Sunday 20 March 2011
Last weekend we had the annual Mozilla Auckland outdoor activity. No-one else volunteered to organise it so once again I had us visit a volcano :-). This time, it was White Island in the Bay of Plenty.
We drove down to Whakatane on Friday night and stayed at the White Island Rendezvous Motel, which also runs the guided tour boat trip out to the island. We went out to the island on Saturday morning. Small boats weren't leaving the harbour due to tsunami fears, but our boat was cleared to leave. The boat took an hour and a half to get out to the island, then we had about two hours walking on the island, after which we had lunch on board, circumnavigated the island and returned to Whakatane. The weather was fantastic for the whole trip --- sunny, warm, a slight swell on the bow on the way out but nothing to speak of on the way back.
The island is amazing. It's basically just a large crater with a high rim to the west, north and east.
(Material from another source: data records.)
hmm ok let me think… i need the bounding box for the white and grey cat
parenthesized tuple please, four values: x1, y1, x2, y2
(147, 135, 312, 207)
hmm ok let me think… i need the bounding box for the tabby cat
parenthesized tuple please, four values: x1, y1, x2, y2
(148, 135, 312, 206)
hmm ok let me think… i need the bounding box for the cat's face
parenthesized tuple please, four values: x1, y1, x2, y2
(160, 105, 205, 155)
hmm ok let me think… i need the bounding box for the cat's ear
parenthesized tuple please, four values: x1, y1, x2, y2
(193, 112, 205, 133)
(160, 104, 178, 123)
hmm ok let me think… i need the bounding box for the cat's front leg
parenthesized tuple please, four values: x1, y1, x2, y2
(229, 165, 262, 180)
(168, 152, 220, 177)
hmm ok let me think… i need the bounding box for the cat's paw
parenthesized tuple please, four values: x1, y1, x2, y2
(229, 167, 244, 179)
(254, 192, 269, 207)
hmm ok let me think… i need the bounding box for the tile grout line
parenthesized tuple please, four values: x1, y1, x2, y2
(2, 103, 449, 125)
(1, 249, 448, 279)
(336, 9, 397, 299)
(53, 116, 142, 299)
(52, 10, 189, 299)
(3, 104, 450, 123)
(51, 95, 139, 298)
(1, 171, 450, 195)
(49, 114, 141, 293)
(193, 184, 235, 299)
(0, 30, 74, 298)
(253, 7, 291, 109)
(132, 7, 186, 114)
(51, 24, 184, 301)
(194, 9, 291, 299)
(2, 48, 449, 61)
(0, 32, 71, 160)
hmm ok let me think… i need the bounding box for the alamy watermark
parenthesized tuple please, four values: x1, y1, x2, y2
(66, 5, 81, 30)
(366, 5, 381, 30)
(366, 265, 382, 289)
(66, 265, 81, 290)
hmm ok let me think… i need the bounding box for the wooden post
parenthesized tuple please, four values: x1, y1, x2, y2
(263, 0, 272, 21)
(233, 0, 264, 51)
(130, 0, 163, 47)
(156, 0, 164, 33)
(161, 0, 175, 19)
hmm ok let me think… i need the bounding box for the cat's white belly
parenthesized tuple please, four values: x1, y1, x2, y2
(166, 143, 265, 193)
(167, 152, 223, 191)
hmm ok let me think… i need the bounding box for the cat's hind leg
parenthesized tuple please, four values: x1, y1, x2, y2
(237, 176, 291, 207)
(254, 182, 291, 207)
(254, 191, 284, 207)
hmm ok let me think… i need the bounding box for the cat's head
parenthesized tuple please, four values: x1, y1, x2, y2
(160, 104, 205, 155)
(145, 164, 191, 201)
Inside the rim is an astonishing, completely barren landscape. The crater walls are bare rock, much of it loose, heavily eroded by rainfall. The floor is rocks, ash, and mineral formations, plus some fumaroles, boiling water and mud, and the crater lake itself. The lake is amazing: quite large, constantly roiling, hot (currently around 67 degrees C, 152 F), and with a pH of -0.4, considerably stronger than battery acid. The fumaroles and the lake itself constantly belch a mix of steam and sulphuric fumes. The steam plume is huge, constantly visible from Whakatane in clear weather. The fumes shift around in the wind; when they blow your way, you start coughing and spluttering --- fortunately the tour company provides masks with fliters. The place is both hellish and totally fascinating, and beautiful in its own way. (Odd that we would consider something attractive that's so inimical to life!)
The crater area contains the remains of sulphur mining operations. They're a lovely example of industrial ruins, and look older than they actually are due to the spectacularly corrosive environment.
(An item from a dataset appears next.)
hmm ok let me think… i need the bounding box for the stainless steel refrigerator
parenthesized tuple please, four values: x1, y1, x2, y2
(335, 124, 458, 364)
As a nice bonus, we encountered dolphins on the way to the island and on the way back, and a seal too! On the return trip there must have been hundreds of dolphins in the group; for a while, wherever you looked you could see dolphins leaping out of the water at every moment. They loved playing in the wake of the boat, and the boat's skipper was adept at encouraging them. Seeing those magnificent animals just having fun was incredibly exhilarating --- I just wanted to laugh, or cry, with joy.
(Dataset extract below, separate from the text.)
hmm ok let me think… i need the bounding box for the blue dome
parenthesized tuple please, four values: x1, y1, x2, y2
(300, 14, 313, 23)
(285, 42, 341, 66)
We capped off the day with a visit to Ohope beach, which was lovely, and dinner at the "Africa" cafe, which was wonderful South African food, although I think they were overwhelmed by the fifteen of us --- me, Chris Double, Chris Pearce, Matthew Gregan, Karl Tomlinson, Daniel Holbert, Jonathan Watt, Cameron McCormack, plus Doug Schepers from the W3C, plus a few partners and family members. All in all, an excellent adventure!